Report of the External Review Committee to Review Sexual Harassment

Dear Members of the Harvard Community,

In 2019, following reporting of nearly four decades of sexual harassment perpetrated by Jorge Domínguez, then a professor in the Department of Government in the Faculty of Arts and Sciences, Dean Claudine Gay publicly announced sanctions that, in effect, removed Domínguez from the University. The Department subsequently undertook a thorough assessment of its climate and requested that I initiate an external review to identify factors at Harvard that have inhibited reports of sexual harassment and misconduct, impeded effective response to reported misconduct, and prevented or limited consideration of alleged and reported misconduct in personnel decisions. I write today to share the final report of the committee charged with that critical work.

I am incredibly grateful to Susan Hockfield, Professor of Neuroscience and President Emerita at the Massachusetts Institute of Technology, for leading the effort, and to Kenji Yoshino, Chief Justice Earl Warren Professor of Constitutional Law at New York University, and Vicki Magley, Professor of Psychology at the University of Connecticut, for serving as members of the committee. Their task was extraordinarily complex, and they brought to it remarkable expertise and experience, as well as deep understanding of the nature of universities. Harvard—and all of higher education—will be better for their efforts.

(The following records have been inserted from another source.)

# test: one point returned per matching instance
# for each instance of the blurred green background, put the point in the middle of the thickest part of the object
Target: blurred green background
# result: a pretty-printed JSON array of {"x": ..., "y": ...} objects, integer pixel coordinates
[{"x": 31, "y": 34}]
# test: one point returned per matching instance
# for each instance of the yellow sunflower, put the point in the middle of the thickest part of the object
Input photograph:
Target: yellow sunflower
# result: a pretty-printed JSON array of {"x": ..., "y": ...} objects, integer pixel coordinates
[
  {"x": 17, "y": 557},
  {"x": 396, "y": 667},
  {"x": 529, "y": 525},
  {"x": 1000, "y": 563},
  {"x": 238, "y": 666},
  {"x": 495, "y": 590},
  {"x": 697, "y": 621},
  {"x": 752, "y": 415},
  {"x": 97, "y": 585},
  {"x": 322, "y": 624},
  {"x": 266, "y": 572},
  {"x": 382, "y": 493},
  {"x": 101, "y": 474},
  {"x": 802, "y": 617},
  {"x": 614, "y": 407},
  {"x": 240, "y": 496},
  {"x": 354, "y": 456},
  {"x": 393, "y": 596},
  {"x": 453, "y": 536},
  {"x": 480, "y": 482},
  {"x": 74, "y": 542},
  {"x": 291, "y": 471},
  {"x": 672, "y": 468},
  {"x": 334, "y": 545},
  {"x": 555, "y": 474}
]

While the University has advanced on several fronts to assure a working and teaching environment free from harassment and discrimination, the review and the recommendations make clear that we have more work to do. Robust policies and procedures now in place are of little value if they are not widely understood and adopted. Everyone at Harvard should know how they can help to create a safe and healthy community, and anyone who has experienced or witnessed unwelcome conduct should find the experience of exploring available resources and making informed decisions straightforward and helpful. To those ends, the University accepts the committee’s recommendations, and I have asked the Title IX Office to accelerate existing plans, described here in more detail by Deputy Provost Peggy Newell, to amplify and expand its critical work on behalf of the University. 

At the same time, a lack of University-wide consistency around the processes used to vet individuals for leadership positions—and of personnel files to inform such decisions—needlessly increases the risk of repeating grave mistakes. We should not let our historic decentralization perpetuate structures that privilege autonomy over accountability. In the coming months, I will be taking up these issues with the members of the Academic Council with the expectation that we will make significant headway by the end of the calendar year. Our respect for knowledge and our commitment to pursuing truth must infuse every aspect of our work.

The final recommendation of the committee is that the University “accelerate progress towards a culture intolerant of sexual and gender-based harassment.” That critical step forward cannot be taken until we acknowledge past failures. On behalf of the Harvard community, I apologize to Dr. Terry Karl for the University’s failure to assure that Domínguez met the conditions of his 1983 sanction. Harvard failed her. She deserved better, and she and others suffered greatly as a result. I also apologize to those whose subsequent sexual harassment might have been avoided if Harvard had taken timely and appropriate actions. We all owe Dr. Karl a debt of gratitude for doing the right thing, especially when it was difficult, and for being persistent in her efforts to demand justice. I deeply regret that she—and so many other members of our community—were made to feel that we turned our backs on them. Everyone deserves a fair process, and no one should ever again have to go to the same lengths to be heard.

Culture is—and always will be—rooted in our care for one another. We must hold those who harass, and those who discriminate, to task for their actions. My hope for Harvard, however, is that we will find a way to prevent unwelcome behavior by standing up and speaking out for what is right. Individuals who demean and exploit others defy the values we hold dear and must find neither comfort nor cover in our community.